Российские оригиналы | страница 33
Но вот непредсказуемость влияния искусства!
Этот припевчик породил целое явление, породил тип и характер!
Такое бывало уже. Например, писатель 19-го века Тургенев придумал героя по фамилии Базаров и придумал, что он — нигилист. До этого не было настоящих нигилистов, а после выхода книги — появились!
Так и здесь.
Песня звенела с утра до ночи во всех ушах.
«Зайка моя!» — обращались мужья к жeнам — с иронией, конечно.
«Зайка моя!» — обращались влюблeнные юноши к возлюбленным девушкам нежно.
«Зайка моя!» — обращался начальник к секретарше. (Что такое «начальник» и «секретарша» — см. «Росийская историческая должностная энциклопедия», тома 18 и 35).
Но это было только начало. На «заек» откликались, положим, все дамы, хоть и с разной реакцией. Но огромное количество женщин почувствовали себя зайками в полной мере! Они почувствовали своe единство. Они стали признавать друг друга на улицах. Их признали и остальные. Это был фурор и триумф заек.
Что же это был за тип?
К моменту появления песни, это была женщина лет около пятидесяти со следами красоты на лице (независимо от того, имелась ли у них вообще когда-то красота на упомянутом органе тела). Это была женщина, нервная в быту (быт — это обеспечение домашнего хозяйства; домашнее хозяйство — это… но не будем отвлекаться), исполнительная на работе, имеющая бестолкового увальня-мужа, капризных детей, слушающихся, однако, маму чуть больше, чем паразита-отца.

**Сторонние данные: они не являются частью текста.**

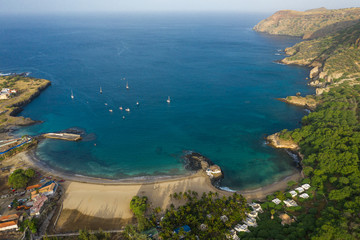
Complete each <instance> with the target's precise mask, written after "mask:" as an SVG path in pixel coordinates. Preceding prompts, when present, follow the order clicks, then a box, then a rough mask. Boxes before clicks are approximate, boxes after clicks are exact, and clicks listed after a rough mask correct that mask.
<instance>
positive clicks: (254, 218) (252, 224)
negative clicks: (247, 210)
mask: <svg viewBox="0 0 360 240" xmlns="http://www.w3.org/2000/svg"><path fill="white" fill-rule="evenodd" d="M243 223H245V224H246V225H248V226H249V227H256V226H257V223H256V219H255V218H246V219H245V220H244V221H243Z"/></svg>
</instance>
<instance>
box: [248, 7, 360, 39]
mask: <svg viewBox="0 0 360 240" xmlns="http://www.w3.org/2000/svg"><path fill="white" fill-rule="evenodd" d="M359 19H360V8H347V9H337V10H327V9H325V8H320V9H313V10H308V11H305V12H300V11H293V10H282V11H278V12H276V13H275V14H273V15H272V16H270V17H268V18H266V19H265V20H262V21H261V22H260V23H258V24H257V25H256V26H255V27H254V30H255V31H257V32H264V33H269V34H274V35H289V36H296V37H303V38H304V39H314V38H318V37H322V36H326V35H328V34H331V33H335V32H337V31H339V30H340V29H344V28H345V27H348V26H351V25H354V24H356V23H357V22H359Z"/></svg>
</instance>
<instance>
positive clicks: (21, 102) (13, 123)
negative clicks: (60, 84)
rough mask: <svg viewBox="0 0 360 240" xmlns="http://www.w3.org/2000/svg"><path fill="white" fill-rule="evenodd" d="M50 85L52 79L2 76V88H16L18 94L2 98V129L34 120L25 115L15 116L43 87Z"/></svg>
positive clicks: (0, 127)
mask: <svg viewBox="0 0 360 240" xmlns="http://www.w3.org/2000/svg"><path fill="white" fill-rule="evenodd" d="M48 85H50V81H48V80H45V79H38V78H32V77H23V76H5V77H0V89H1V88H14V89H16V90H17V94H16V95H13V96H12V97H11V98H10V99H3V100H0V129H1V128H5V127H6V126H8V125H10V124H13V125H24V124H29V123H30V122H32V121H31V120H29V119H24V118H23V117H14V116H13V115H16V113H18V112H19V107H21V106H22V105H25V104H26V103H28V102H29V101H30V100H31V99H32V98H33V97H35V96H36V95H37V94H38V93H39V91H40V90H41V89H44V88H46V87H47V86H48Z"/></svg>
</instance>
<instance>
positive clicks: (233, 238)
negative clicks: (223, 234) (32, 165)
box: [226, 229, 240, 240]
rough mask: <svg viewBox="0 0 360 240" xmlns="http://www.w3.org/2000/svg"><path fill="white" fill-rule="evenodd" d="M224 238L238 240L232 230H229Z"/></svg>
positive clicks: (235, 234) (233, 231)
mask: <svg viewBox="0 0 360 240" xmlns="http://www.w3.org/2000/svg"><path fill="white" fill-rule="evenodd" d="M226 238H227V239H234V240H240V238H239V237H238V236H237V234H236V231H234V230H233V229H232V230H230V233H229V234H226Z"/></svg>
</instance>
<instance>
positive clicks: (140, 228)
mask: <svg viewBox="0 0 360 240" xmlns="http://www.w3.org/2000/svg"><path fill="white" fill-rule="evenodd" d="M147 201H148V199H147V197H139V196H135V197H133V198H132V199H131V202H130V210H131V211H132V212H133V213H134V215H135V217H136V219H137V222H138V225H137V228H138V230H139V231H140V232H141V231H144V230H147V229H149V228H151V227H153V226H154V224H153V222H151V221H149V220H148V219H147V218H146V217H145V212H146V210H147V208H148V205H149V204H148V202H147Z"/></svg>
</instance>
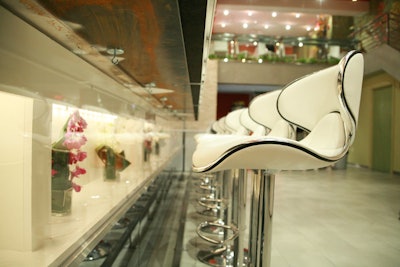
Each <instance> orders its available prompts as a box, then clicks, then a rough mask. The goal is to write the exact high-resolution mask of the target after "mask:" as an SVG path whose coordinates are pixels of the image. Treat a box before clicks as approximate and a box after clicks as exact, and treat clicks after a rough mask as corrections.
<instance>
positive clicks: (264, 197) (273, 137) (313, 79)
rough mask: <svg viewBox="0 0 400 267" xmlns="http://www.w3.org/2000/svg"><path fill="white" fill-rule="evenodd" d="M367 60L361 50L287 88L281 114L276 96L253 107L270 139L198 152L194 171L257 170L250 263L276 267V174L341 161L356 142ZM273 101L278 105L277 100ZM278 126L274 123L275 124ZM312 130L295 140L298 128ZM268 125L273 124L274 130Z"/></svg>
mask: <svg viewBox="0 0 400 267" xmlns="http://www.w3.org/2000/svg"><path fill="white" fill-rule="evenodd" d="M363 70H364V61H363V56H362V54H361V53H360V52H358V51H351V52H349V53H348V54H347V55H346V56H345V57H344V58H342V59H341V61H340V62H339V64H337V65H335V66H332V67H329V68H326V69H324V70H321V71H319V72H316V73H313V74H310V75H308V76H306V77H303V78H301V79H298V80H296V81H294V82H292V83H291V84H289V85H287V86H286V87H285V88H284V89H283V90H282V91H281V92H279V93H276V94H277V101H276V107H277V111H278V112H279V116H276V117H275V118H274V114H270V113H263V112H265V108H264V107H266V106H268V105H267V104H266V102H268V101H269V100H270V99H272V98H271V96H270V97H267V96H266V95H261V96H259V97H257V98H255V99H254V100H253V101H252V102H251V103H250V106H249V114H250V117H252V118H253V119H254V120H256V121H257V122H258V123H261V124H263V125H265V126H267V127H269V128H271V132H269V134H268V135H266V136H236V137H232V138H227V139H224V140H218V142H207V143H203V144H202V145H201V146H198V147H197V148H196V150H195V152H194V154H193V157H192V161H193V171H194V172H215V171H221V170H228V169H238V168H240V169H246V168H247V169H255V170H260V172H257V177H256V179H255V180H257V179H258V180H259V183H255V185H256V186H255V187H254V188H255V190H254V192H256V194H257V195H256V196H255V197H254V198H253V199H256V202H257V203H254V202H253V204H252V210H253V211H255V212H256V213H259V215H258V216H253V215H252V220H253V221H254V220H255V221H256V222H255V223H254V227H253V226H252V227H251V228H254V229H257V231H256V232H255V235H256V236H255V237H254V236H253V234H251V235H252V237H251V240H252V243H250V248H249V260H250V261H251V264H252V266H263V267H268V266H270V253H271V248H270V246H271V233H272V230H271V229H272V228H271V225H272V214H273V195H274V174H275V173H276V172H278V171H280V170H306V169H316V168H320V167H326V166H329V165H331V164H333V163H335V162H336V161H338V160H340V159H341V158H342V157H343V156H344V155H345V154H346V153H347V152H348V149H349V147H350V146H351V144H352V142H353V141H354V137H355V132H356V125H357V119H358V112H359V105H360V98H361V89H362V80H363ZM272 102H273V101H272ZM270 120H271V121H273V122H271V121H270ZM288 123H291V124H292V125H294V126H296V127H299V128H301V129H303V130H304V131H306V132H307V133H308V135H307V136H306V137H305V138H303V139H302V140H300V141H296V140H293V139H292V136H291V130H292V129H293V128H292V127H290V126H289V124H288ZM268 124H273V125H272V126H270V125H268Z"/></svg>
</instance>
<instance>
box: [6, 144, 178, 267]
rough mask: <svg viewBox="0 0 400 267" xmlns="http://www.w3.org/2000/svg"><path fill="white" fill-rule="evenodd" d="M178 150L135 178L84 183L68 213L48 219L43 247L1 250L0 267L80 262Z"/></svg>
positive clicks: (65, 265)
mask: <svg viewBox="0 0 400 267" xmlns="http://www.w3.org/2000/svg"><path fill="white" fill-rule="evenodd" d="M178 151H179V148H176V149H175V151H172V153H171V156H170V157H169V158H167V159H159V160H157V161H153V162H152V166H148V167H149V168H148V170H147V171H145V172H142V173H137V175H135V176H134V177H131V178H126V179H121V181H119V182H104V181H103V180H101V179H98V180H96V181H93V182H91V183H90V184H87V185H85V189H88V188H90V190H84V191H82V192H79V193H74V195H73V208H72V213H71V214H70V215H68V216H64V217H55V216H52V217H51V218H50V221H49V224H48V227H47V229H48V233H47V235H48V237H47V238H46V240H45V241H44V246H43V247H42V248H40V249H38V250H36V251H33V252H18V251H11V250H0V266H66V265H69V264H71V263H74V262H75V263H77V262H80V261H82V260H83V259H84V257H85V255H86V254H87V253H88V252H89V251H90V250H91V249H92V248H93V247H94V246H95V245H96V244H97V242H98V241H99V240H100V239H101V238H102V237H103V235H104V234H105V233H106V232H107V230H109V229H110V228H111V227H112V224H113V223H114V222H116V221H117V220H118V218H119V217H120V216H121V215H122V214H123V213H124V211H125V210H126V209H127V208H129V207H130V206H131V205H132V204H133V203H134V201H135V200H136V199H137V198H138V197H139V195H140V193H141V191H142V190H143V189H144V188H146V186H147V185H149V184H150V182H151V181H152V180H153V179H154V178H155V177H156V176H157V175H158V174H159V173H160V172H161V171H162V170H163V169H164V168H165V165H166V164H168V162H169V160H171V159H172V158H173V156H174V155H175V154H176V153H177V152H178ZM92 192H96V194H92Z"/></svg>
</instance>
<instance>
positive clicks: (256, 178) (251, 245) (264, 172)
mask: <svg viewBox="0 0 400 267" xmlns="http://www.w3.org/2000/svg"><path fill="white" fill-rule="evenodd" d="M254 174H255V175H254V176H253V183H252V184H253V190H252V204H251V215H250V216H251V228H250V244H249V250H250V251H249V257H250V266H253V267H255V266H257V267H258V266H260V267H270V263H271V234H272V216H273V207H274V188H275V175H274V174H272V173H269V172H268V171H266V170H257V171H254Z"/></svg>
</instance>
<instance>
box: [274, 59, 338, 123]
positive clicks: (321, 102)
mask: <svg viewBox="0 0 400 267" xmlns="http://www.w3.org/2000/svg"><path fill="white" fill-rule="evenodd" d="M338 73H339V67H338V65H335V66H332V67H330V68H326V69H324V70H321V71H319V72H316V73H313V74H310V75H309V76H306V77H304V78H301V79H299V80H297V81H294V82H293V83H292V84H289V85H288V86H287V87H286V88H285V89H283V91H282V93H281V94H280V96H279V98H278V110H279V113H280V114H281V115H282V117H283V118H284V119H286V120H288V121H289V122H292V123H295V124H296V125H300V126H301V127H304V128H306V129H307V130H312V129H313V128H314V126H315V125H316V124H317V123H318V121H319V120H320V119H321V118H322V117H323V116H324V115H325V114H327V113H330V112H334V111H338V110H339V108H340V107H339V98H338V95H339V92H338Z"/></svg>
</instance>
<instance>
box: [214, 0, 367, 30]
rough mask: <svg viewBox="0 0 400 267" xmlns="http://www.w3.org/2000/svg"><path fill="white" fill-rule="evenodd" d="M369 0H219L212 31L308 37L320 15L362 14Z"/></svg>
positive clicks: (359, 14) (351, 15)
mask: <svg viewBox="0 0 400 267" xmlns="http://www.w3.org/2000/svg"><path fill="white" fill-rule="evenodd" d="M368 11H369V0H358V1H353V0H296V1H289V0H282V1H275V0H251V1H250V0H248V1H241V0H219V1H218V2H217V8H216V12H215V18H214V26H213V34H214V35H217V34H219V35H221V34H223V33H229V34H230V35H263V36H271V37H299V36H307V35H308V34H309V32H310V31H312V30H313V29H314V27H315V26H317V23H318V19H319V18H320V17H321V16H326V15H330V16H359V15H362V14H365V13H367V12H368Z"/></svg>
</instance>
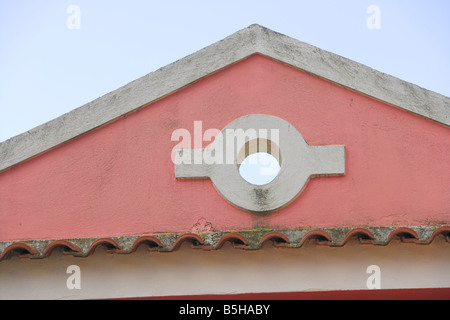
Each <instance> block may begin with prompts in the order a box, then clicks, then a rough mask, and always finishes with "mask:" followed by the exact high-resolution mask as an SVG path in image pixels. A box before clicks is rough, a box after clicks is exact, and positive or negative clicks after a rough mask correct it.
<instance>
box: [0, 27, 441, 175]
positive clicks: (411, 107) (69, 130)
mask: <svg viewBox="0 0 450 320" xmlns="http://www.w3.org/2000/svg"><path fill="white" fill-rule="evenodd" d="M255 53H260V54H263V55H266V56H268V57H271V58H273V59H276V60H279V61H282V62H283V63H286V64H289V65H292V66H294V67H296V68H299V69H301V70H304V71H306V72H309V73H311V74H314V75H317V76H319V77H322V78H324V79H328V80H329V81H332V82H335V83H338V84H340V85H342V86H344V87H347V88H350V89H352V90H355V91H358V92H361V93H362V94H365V95H368V96H370V97H373V98H375V99H378V100H380V101H384V102H386V103H388V104H390V105H393V106H396V107H399V108H402V109H404V110H407V111H410V112H413V113H416V114H419V115H421V116H424V117H427V118H429V119H431V120H433V121H437V122H439V123H442V124H444V125H447V126H448V125H450V99H449V98H448V97H445V96H443V95H440V94H438V93H435V92H432V91H428V90H425V89H423V88H420V87H418V86H416V85H414V84H411V83H408V82H405V81H402V80H400V79H398V78H395V77H392V76H389V75H387V74H383V73H380V72H378V71H376V70H373V69H371V68H369V67H366V66H364V65H361V64H359V63H356V62H354V61H351V60H349V59H346V58H344V57H341V56H338V55H335V54H332V53H330V52H327V51H324V50H321V49H319V48H316V47H313V46H311V45H308V44H306V43H303V42H301V41H298V40H295V39H292V38H289V37H287V36H285V35H282V34H279V33H276V32H273V31H271V30H269V29H266V28H263V27H261V26H259V25H252V26H250V27H248V28H245V29H243V30H241V31H238V32H236V33H235V34H232V35H231V36H229V37H227V38H225V39H224V40H222V41H219V42H217V43H215V44H213V45H211V46H208V47H206V48H204V49H202V50H200V51H198V52H196V53H193V54H192V55H189V56H187V57H185V58H183V59H181V60H179V61H177V62H174V63H172V64H170V65H167V66H165V67H163V68H161V69H159V70H157V71H155V72H152V73H150V74H148V75H146V76H144V77H142V78H139V79H137V80H135V81H133V82H131V83H129V84H127V85H125V86H123V87H121V88H119V89H117V90H115V91H113V92H110V93H108V94H106V95H105V96H103V97H100V98H98V99H96V100H94V101H92V102H90V103H88V104H86V105H84V106H82V107H80V108H78V109H75V110H73V111H71V112H69V113H67V114H65V115H63V116H61V117H59V118H57V119H55V120H53V121H50V122H48V123H45V124H43V125H41V126H39V127H36V128H34V129H31V130H30V131H28V132H25V133H23V134H21V135H19V136H16V137H14V138H12V139H9V140H7V141H5V142H3V143H1V144H0V171H1V170H4V169H7V168H9V167H11V166H13V165H16V164H17V163H20V162H22V161H25V160H27V159H29V158H32V157H34V156H36V155H38V154H40V153H42V152H45V151H47V150H49V149H51V148H54V147H56V146H58V145H60V144H61V143H64V142H66V141H69V140H71V139H73V138H75V137H77V136H79V135H81V134H84V133H86V132H89V131H91V130H93V129H95V128H97V127H100V126H102V125H104V124H106V123H108V122H110V121H112V120H114V119H116V118H118V117H121V116H124V115H125V114H127V113H128V112H131V111H134V110H136V109H138V108H140V107H142V106H144V105H146V104H148V103H150V102H153V101H156V100H158V99H160V98H162V97H164V96H166V95H168V94H170V93H172V92H174V91H176V90H179V89H180V88H183V87H185V86H187V85H189V84H191V83H193V82H195V81H197V80H199V79H201V78H203V77H205V76H208V75H210V74H213V73H215V72H217V71H218V70H221V69H223V68H225V67H227V66H229V65H231V64H233V63H236V62H237V61H240V60H242V59H244V58H246V57H248V56H250V55H252V54H255Z"/></svg>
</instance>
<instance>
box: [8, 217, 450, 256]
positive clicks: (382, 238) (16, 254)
mask: <svg viewBox="0 0 450 320" xmlns="http://www.w3.org/2000/svg"><path fill="white" fill-rule="evenodd" d="M438 236H440V237H442V238H443V239H444V240H445V241H447V242H448V243H450V226H447V225H446V226H420V227H397V228H395V227H376V228H373V227H369V228H329V229H293V230H246V231H239V232H213V233H207V234H193V233H185V234H156V235H146V236H125V237H111V238H85V239H64V240H28V241H9V242H0V261H2V260H6V259H8V258H10V257H12V256H18V257H19V258H32V259H41V258H45V257H48V256H50V255H51V254H52V253H53V252H54V251H55V249H57V248H59V249H62V252H63V254H67V255H72V256H76V257H87V256H90V255H92V254H94V252H95V250H96V249H97V248H98V247H100V246H102V247H104V248H106V250H107V252H108V253H115V254H130V253H133V252H135V251H136V250H137V248H138V247H139V246H141V245H146V246H147V247H148V250H149V251H159V252H172V251H175V250H177V249H179V248H180V247H181V245H182V244H183V243H185V242H189V243H191V244H192V248H194V249H202V250H219V249H221V248H222V247H223V246H224V244H225V243H227V242H230V243H231V244H232V246H233V247H234V248H236V249H244V250H257V249H260V248H261V247H262V246H263V245H264V244H265V243H266V242H268V241H270V242H272V244H273V245H274V246H275V247H284V248H300V247H302V246H304V245H305V244H306V243H310V242H313V243H315V244H316V245H321V246H331V247H342V246H344V245H345V244H346V243H348V242H349V241H350V240H352V239H357V240H359V242H360V244H362V245H376V246H386V245H388V244H389V243H390V242H391V241H393V240H395V239H397V240H400V241H402V242H405V243H413V244H416V245H428V244H431V243H432V242H433V241H434V240H435V239H436V237H438Z"/></svg>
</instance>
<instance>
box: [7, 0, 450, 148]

Ходила она в белых кружевных кофточках, в шерстяных платьях или костюмах, обожала блузки и свитерочки с нашитыми крупными розанами. Раз в месяц, посмотрев на себя в зеркало, она садилась на диету (диета — это не такое особое кресло, в которое садятся, а… впрочем, долго объяснять), но тут обязательно наступал какой-нибудь праздник. Она начинала жарить-парить, имея репутацию прекрасной кулинарки и гордясь ею, гости наедались и напивались, она, размягчeнная, тоже позволяла себе — и начинала краснеть личиком, петь задушевные песни, а потом обильно и горько плакать неизвестно отчего, но, поплакав, утирала слeзы, улыбалась и упрашивала гостей кушать и выпивать дальше.
Но всe чаще звучала песня о зайке — и всe выше и взволнованней вздымалась грудь такой женщины. Чутьeм своим женским она поняла: еe час пробил! Потому что по неизвестным причинам никому так не шло ласковое прозвище «зайка моя», как ей, женщине приятной полноты, в последнем периоде последней молодости (в наше время у женщин несколько молодостей бывало, вам, следующим естественным графикам природы, этого не понять), — и не только она почувствовала это, но и другие!